Gerçekleştirilen panel, Çocuk ve Gençlik Eğitimi Uygulama ve Araştırma Merkezi ile Kariyer Geliştirme ve Mezun İzleme Uygulama ve Araştırma Merkezi’nin iş birliğiyle Cumhuriyet Konferans Salonu’nda gerçekleştirildi. Açılış konuşmasını yapan Merkez Müdürü Doç. Dr. Hamza Aktaş, merkezin yıl boyunca çocuk ve gençlerin psikososyal, kültürel ve akademik gelişimlerini destekleyen çalışmalar yürüttüğünü belirtti. Panelin altyapısını oluşturan çalışmanın merkez bünyesinde görev yapan öğrenciler tarafından hazırlandığını söyledi.
“GENÇLERİN EVLİLİK ALGISI DOĞAL OLARAK DÖNÜŞÜYOR”
Rektör Yardımcısı Prof. Dr. İlhan Genç, gençlik, aile ve evlilikte değişen dinamiklerin üniversite gençliğinin bakış açısını anlamak açısından önemli olduğunu ifade etti. Ayrıca, geçmişte ailelerin yönlendirmesiyle oluşan evlilik süreçlerinin bugün bireylerin kendi ilişkileri içinde şekillendiğini belirtti. Ekonomik şartlar, sosyo-kültürel dönüşüm ve dijital çağın bireyselleştirici etkisinin evlilik algısını değiştirdiğini söyledi.
Panelin ilk oturumunda Psikoloji Bölümü öğrencileri Nur Samioğlu ve Ayça Baytan, üniversite gençliğinin evlilik algısını inceleyen akademik anket çalışmalarını paylaştı. Öğrencilere göre evliliği anlamlı kılan değerler arasında saygı, sevgi, güven ve sadakat öne çıkıyor.
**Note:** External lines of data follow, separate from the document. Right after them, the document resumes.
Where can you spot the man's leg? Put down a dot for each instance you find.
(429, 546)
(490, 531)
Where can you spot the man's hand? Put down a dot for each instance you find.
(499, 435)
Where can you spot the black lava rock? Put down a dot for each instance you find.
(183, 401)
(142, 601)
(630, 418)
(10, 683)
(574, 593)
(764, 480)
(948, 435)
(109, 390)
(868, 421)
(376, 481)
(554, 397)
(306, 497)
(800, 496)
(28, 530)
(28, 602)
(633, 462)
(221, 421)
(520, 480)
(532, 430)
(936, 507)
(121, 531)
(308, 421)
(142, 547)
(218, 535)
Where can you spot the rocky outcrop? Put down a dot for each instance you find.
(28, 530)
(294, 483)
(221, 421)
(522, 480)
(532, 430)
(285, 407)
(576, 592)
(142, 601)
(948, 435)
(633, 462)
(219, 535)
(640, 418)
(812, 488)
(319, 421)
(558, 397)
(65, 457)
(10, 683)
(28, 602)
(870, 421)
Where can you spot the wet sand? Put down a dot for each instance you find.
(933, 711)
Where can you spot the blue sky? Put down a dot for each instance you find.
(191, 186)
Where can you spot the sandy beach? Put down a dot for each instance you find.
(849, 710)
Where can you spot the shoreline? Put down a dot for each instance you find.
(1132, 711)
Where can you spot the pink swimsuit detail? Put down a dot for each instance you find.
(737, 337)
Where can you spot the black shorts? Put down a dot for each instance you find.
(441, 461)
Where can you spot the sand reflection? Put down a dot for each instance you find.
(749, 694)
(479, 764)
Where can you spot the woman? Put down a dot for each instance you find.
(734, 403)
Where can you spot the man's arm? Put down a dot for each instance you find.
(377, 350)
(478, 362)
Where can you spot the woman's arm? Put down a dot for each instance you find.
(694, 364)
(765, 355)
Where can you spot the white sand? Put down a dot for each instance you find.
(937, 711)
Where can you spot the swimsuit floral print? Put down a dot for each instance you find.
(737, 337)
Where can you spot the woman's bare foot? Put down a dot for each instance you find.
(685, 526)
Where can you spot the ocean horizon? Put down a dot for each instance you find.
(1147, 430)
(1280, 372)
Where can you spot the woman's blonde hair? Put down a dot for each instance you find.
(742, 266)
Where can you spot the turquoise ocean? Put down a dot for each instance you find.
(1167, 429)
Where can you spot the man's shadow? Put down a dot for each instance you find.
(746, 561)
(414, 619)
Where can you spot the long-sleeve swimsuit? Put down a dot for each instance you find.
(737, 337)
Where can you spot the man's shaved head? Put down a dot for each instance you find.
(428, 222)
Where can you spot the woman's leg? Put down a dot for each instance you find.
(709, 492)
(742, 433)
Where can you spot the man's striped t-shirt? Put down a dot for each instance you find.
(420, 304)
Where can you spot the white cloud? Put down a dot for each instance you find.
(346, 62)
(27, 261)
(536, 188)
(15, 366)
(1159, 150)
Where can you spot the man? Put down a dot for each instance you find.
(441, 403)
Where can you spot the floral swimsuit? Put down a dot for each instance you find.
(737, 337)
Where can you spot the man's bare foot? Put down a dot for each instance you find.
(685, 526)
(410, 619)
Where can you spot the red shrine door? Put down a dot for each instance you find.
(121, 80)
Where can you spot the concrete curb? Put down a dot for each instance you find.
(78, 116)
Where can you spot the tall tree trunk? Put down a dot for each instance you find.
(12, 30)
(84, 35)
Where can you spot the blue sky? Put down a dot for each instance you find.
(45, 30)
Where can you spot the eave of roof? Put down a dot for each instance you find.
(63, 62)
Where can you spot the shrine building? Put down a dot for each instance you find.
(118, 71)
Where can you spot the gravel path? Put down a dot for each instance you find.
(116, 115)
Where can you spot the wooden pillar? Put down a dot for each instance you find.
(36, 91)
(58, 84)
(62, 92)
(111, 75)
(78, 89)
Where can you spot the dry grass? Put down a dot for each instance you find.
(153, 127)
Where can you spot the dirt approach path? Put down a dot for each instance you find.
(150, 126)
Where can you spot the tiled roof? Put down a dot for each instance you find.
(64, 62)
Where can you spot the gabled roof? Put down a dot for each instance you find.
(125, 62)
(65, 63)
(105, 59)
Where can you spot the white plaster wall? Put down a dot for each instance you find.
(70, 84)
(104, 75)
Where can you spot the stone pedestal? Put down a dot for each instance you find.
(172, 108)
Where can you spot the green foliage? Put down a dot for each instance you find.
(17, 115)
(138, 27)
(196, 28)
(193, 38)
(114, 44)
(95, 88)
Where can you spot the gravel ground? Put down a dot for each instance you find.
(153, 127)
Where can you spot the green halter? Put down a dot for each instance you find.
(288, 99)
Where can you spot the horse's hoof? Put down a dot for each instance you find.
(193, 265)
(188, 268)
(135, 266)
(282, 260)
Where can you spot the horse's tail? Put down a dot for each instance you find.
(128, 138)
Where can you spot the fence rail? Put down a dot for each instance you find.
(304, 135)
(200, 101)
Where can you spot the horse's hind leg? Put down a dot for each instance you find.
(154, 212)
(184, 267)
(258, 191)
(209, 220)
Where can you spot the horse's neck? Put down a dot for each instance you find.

Gençlerin büyük bölümü evlilikte rollerin cinsiyete dayalı kalıplar yerine eşitlik, uzlaşma ve ortak sorumluluğa dayanması gerektiğini savunuyor. Kültürel farklılıklarda ise hem benzerliklerin iletişimi kolaylaştırdığı hem de farklılıkların doğru iletişimle evliliği zenginleştirebileceği yönünde iki görüş öne çıktı.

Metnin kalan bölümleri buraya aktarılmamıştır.